Deadfall

Joe und sein Vater Mike begehen kleine Betrügereien bis eine Aktion furchtbar schief geht und Mike umkommt. Daher flieht Joe zu Mikes  Zwillings-bruder nach Santa Monica der ihn in seine eigenen kriminellen Machenschaften einspannt …

Mich hat an diesem Film sehr verwundert daß er mir nie untergekommen ist.

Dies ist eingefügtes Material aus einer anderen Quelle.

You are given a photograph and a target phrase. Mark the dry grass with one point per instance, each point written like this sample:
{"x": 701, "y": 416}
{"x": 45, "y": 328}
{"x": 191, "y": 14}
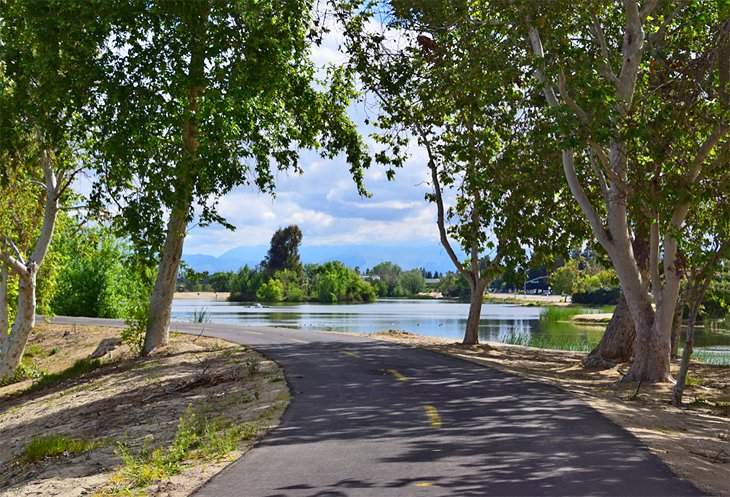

Eigentlich war er aus vielen Gründen interessant: 1993 fing ich schon an mich für Film zu interessieren, Hauptdarsteller Michael Biehn war eh mein Held (durch die Rolle des Kyle Reese aus „Terminator“) und mit Stars wie Nicolas Cage, Charlie Sheen , Peter Fonda und James Coburn sind auch einige ppuläre Gesichter dabei. Inhaltlich ist das Ding auch nicht so unfassbar schlecht: eigentlich ist es ein humoriger Film Noir, der zwar bleischwer aus dem Off kommentiert wird, aber nie die entsprechende Tiefe hat. Dazu gibt’s eine völlig austauschbare Thriller Story mit ein paar Krimianteilen und für Nicolas Cage die Gelegenheit mal wieder den Irren zu geben (auch wenn durch die miese Synchro viel verloren geht). Als Klassiker muß man den nicht sehen, wenn man mal reinzappt lohnt sich aber durchaus ein Blick.

Fazit: Gut besetzter und leicht verstaubter Thriller!

Rating: ★★★☆☆

Kin

Teenager Eli (Myles Truitt) findet einen mysteriösen Gegenstand, der sich als mächtige Waffe erweist. Damit eilt er seinem Adoptivbruder Jimmy (Jack Reynor) zu Hilfe als der von einem Ganoven (James Franco) bedroht wird. Damit wird er zur Zielscheibe der Polizei, der Gangster und einer außerirdischen Präsenz …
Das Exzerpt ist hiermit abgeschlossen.